1 Week 1 Lecture
1.1 Week 1 Readings
For this week, I suggest Aho Chapter 2, and Sections 4.1, 4.2, 4.3.1, 4.3.2, 4.3.3, 4.3.4, 4.3.7, and 4.5. Logan Chapter 1 will help you get started in R if you are not already familiar with it.
I also recommend reviewing the Algebra Rules sheet.
1.2 Basic Outline
First half: - R - bootstrap, jackknife, and other randomization techniques - hypothesis testing - probability distributions - the “classic tests” of statistics - graphical analysis of data
Second half:
- regression (incl. ANOVA, ANCOVA)
- model building
- model criticism
- non-linear regression
- multivariate regression
Class Structure
Lecture on Tuesday
“Lab”” on Thursday
Problem sets are posted on Wednesdays (feel free to remind me via Slack if I forget), and are due before lecture the following Tuesday. This deadline is very strict, no exceptions. Turn in what you have before 8:00 am on Tuesday, even if its not complete.
Communication
Use slack!
Come to (both) office hours
I have instituted a new participation component to Biometry’s grading, see syllabus.
1.3 Today’s Agenda
- Basic probability theory
- An overview of univariate distributions
- Calculating the expected value of a random variable
- A brief introduction to the Scientific Method
- Introduction to statistical inference
1.4 Basic Probability Theory
Let’s imagine that we have a bag with a mix of regular and peanut M&Ms. Each M&M has two traits: Color and Type.

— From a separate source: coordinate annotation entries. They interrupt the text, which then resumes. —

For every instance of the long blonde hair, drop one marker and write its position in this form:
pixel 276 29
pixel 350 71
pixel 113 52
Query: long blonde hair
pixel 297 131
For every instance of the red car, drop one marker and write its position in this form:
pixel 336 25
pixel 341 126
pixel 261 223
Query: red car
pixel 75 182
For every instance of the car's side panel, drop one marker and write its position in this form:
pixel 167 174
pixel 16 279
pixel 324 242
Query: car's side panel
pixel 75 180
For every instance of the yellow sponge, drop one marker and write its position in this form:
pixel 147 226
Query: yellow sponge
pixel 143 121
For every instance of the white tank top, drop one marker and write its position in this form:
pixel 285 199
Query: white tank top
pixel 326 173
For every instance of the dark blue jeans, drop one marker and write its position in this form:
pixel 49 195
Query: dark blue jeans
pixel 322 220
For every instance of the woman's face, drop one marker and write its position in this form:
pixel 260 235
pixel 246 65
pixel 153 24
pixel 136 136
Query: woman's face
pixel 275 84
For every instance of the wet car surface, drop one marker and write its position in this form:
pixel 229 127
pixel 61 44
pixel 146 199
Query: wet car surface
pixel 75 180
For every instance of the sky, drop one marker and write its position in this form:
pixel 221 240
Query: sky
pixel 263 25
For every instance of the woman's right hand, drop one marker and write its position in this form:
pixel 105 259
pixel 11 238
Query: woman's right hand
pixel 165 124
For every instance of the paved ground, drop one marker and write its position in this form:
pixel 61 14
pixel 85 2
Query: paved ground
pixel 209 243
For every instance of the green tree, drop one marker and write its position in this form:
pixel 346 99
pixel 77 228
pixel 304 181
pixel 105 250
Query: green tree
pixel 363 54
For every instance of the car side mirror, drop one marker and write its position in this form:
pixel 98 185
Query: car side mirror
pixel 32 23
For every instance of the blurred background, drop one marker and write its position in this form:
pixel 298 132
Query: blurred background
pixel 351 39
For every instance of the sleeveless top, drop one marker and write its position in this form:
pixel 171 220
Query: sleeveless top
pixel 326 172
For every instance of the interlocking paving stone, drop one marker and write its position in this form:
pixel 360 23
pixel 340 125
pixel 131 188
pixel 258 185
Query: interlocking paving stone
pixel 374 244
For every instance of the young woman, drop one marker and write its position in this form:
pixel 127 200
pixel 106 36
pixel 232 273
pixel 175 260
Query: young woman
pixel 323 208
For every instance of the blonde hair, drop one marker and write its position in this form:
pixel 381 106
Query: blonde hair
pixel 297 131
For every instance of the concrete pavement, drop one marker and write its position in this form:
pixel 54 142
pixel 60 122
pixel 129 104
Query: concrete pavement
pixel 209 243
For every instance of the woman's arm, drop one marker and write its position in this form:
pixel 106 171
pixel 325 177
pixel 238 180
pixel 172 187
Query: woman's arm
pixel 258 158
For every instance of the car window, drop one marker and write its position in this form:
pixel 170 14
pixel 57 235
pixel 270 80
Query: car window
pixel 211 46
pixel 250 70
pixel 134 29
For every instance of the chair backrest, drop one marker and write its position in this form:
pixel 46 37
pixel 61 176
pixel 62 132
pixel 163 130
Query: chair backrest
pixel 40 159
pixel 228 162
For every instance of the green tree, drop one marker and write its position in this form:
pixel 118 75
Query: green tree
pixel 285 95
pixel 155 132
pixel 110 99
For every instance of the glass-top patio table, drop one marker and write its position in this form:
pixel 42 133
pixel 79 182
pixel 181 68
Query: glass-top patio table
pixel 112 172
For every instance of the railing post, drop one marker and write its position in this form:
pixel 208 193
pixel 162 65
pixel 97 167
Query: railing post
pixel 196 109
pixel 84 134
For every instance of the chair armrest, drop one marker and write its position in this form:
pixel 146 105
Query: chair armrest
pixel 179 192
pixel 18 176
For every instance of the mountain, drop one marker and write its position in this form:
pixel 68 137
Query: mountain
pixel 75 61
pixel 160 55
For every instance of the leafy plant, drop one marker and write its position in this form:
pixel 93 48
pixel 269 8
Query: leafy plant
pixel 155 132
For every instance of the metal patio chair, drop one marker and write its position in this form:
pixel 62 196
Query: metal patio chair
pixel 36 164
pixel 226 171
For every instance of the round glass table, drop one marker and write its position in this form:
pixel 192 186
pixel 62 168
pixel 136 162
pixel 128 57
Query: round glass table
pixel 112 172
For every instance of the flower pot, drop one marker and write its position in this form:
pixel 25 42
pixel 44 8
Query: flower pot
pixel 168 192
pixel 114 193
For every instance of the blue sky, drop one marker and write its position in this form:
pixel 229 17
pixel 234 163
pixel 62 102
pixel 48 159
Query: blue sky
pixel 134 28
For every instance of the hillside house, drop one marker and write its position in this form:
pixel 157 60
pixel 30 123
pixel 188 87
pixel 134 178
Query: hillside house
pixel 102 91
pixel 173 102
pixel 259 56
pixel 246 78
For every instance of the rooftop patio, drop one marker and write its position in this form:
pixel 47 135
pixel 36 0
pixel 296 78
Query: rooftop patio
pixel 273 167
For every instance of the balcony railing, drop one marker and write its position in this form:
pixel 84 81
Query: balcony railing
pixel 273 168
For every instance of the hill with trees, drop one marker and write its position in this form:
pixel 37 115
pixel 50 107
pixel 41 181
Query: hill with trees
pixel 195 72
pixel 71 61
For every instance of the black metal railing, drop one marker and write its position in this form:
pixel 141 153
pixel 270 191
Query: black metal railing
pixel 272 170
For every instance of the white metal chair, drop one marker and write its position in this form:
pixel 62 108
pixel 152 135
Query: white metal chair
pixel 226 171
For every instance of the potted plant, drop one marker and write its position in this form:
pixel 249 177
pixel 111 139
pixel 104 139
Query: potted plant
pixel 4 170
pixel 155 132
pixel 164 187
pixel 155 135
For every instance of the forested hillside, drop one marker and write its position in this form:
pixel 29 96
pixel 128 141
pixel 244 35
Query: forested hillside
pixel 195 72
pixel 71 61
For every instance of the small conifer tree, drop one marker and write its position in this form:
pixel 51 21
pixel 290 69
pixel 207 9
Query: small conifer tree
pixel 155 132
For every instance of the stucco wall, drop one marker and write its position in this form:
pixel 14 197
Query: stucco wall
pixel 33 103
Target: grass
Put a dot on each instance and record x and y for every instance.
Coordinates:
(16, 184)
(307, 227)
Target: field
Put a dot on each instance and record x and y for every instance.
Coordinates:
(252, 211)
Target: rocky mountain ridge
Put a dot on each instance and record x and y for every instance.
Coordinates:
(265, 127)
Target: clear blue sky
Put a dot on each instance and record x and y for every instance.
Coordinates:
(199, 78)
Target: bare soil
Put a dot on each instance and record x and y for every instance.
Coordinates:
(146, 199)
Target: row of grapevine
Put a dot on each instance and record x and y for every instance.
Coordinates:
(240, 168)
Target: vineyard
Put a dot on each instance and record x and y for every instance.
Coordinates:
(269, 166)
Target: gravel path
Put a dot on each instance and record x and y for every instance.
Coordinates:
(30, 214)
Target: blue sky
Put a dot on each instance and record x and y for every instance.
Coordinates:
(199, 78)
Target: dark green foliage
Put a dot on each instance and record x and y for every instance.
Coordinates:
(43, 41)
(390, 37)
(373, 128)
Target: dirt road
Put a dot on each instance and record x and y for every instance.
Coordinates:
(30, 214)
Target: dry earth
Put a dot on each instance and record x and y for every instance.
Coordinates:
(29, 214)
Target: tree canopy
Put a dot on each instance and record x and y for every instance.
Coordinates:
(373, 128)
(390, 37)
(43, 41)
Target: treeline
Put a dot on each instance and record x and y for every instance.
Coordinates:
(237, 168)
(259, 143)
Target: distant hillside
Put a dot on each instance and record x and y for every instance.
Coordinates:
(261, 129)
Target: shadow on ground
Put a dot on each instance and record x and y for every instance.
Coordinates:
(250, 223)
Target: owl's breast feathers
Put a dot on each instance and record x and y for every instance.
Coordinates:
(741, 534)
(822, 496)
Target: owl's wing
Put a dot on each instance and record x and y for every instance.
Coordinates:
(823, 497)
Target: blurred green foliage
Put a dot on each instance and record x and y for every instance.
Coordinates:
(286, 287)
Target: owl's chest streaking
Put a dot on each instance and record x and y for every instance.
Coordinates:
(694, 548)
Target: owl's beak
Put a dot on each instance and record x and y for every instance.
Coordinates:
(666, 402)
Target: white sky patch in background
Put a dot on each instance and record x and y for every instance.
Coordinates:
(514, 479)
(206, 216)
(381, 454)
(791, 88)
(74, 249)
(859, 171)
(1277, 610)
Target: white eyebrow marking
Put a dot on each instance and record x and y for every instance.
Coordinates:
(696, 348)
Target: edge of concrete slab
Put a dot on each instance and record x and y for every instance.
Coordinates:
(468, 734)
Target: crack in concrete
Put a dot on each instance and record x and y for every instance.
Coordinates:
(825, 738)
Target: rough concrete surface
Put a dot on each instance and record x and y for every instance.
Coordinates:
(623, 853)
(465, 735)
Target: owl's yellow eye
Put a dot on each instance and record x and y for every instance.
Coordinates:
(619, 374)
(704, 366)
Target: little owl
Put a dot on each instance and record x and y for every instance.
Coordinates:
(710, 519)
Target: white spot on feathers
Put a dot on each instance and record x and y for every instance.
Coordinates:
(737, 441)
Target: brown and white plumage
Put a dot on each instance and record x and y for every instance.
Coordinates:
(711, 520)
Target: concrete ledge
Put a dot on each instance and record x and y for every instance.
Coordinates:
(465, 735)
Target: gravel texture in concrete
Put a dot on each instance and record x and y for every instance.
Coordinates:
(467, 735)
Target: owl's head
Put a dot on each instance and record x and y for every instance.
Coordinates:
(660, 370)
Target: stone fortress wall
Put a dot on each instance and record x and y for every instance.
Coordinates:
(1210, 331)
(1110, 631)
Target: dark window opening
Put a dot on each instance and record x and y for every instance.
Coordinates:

\[ \sum_{all \: colors} P(color) = 1 \] \[ \sum_{all \: types} P(types) = ? \] Note that the probabilities have to sum to 1.0 and that the probabilities also have to be non-negative. It turns out these are the only two requirements for a “legal” probability function. (Here we have discrete categories and so the probabilities add to one through a straightforward summation. The distribution of probabilities across categories is called the probability mass function. If these were continuous probabilities, like the distribution describing the weight of each M&M, the distribution would be called a probability density function and we would have to integrate [the continuous version of a sum] over all possible weights. Either way, the sum [or integral] over all possible values of the variable has to equal 1.0.)
The complement (indicated by a superscript C) of a trait represents every object that does not have that trait, so the probability of the complement to Green is the probability of getting an M&M that is anything but green.
\[ P(Green^c) = 1 - P(Green) \]
1.4.1 Intersection
Now let’s pull one M&M out of the bag. If the color distribution of chocolate M&Ms and peanut M&Ms is the same, then these two traits are independent, and we can write the probability of being both Green and Peanut as
\[ P(Green \: AND \: Peanut) = P(Green \cap Peanut) = P(Green) \cdot P(Peanut) \]
This is called a Joint Probability and we usually write it as \(P(Green,Peanut)\). This only works if these two traits are independent of one another. If color and type were not independent of one another, we would have to calculate the joint probability differently, but in the vast majority of cases we are working with data that we assuming are independent of one another. In these cases, the joint probability is simply the product of all the individual probabilities.
Note that
\[ P(Green \: AND \: Blue) = P(Green \cap Blue) = 0\] because an M&M cannot be Green and Blue at the same time. in this case,
1.4.2 Union
\[ \begin{align*} P(Green \: OR \: Peanut) &= P(Green \cup Peanut) \\ &= P(Green) + P(Peanut) - P(Green \cap Peanut) \end{align*} \]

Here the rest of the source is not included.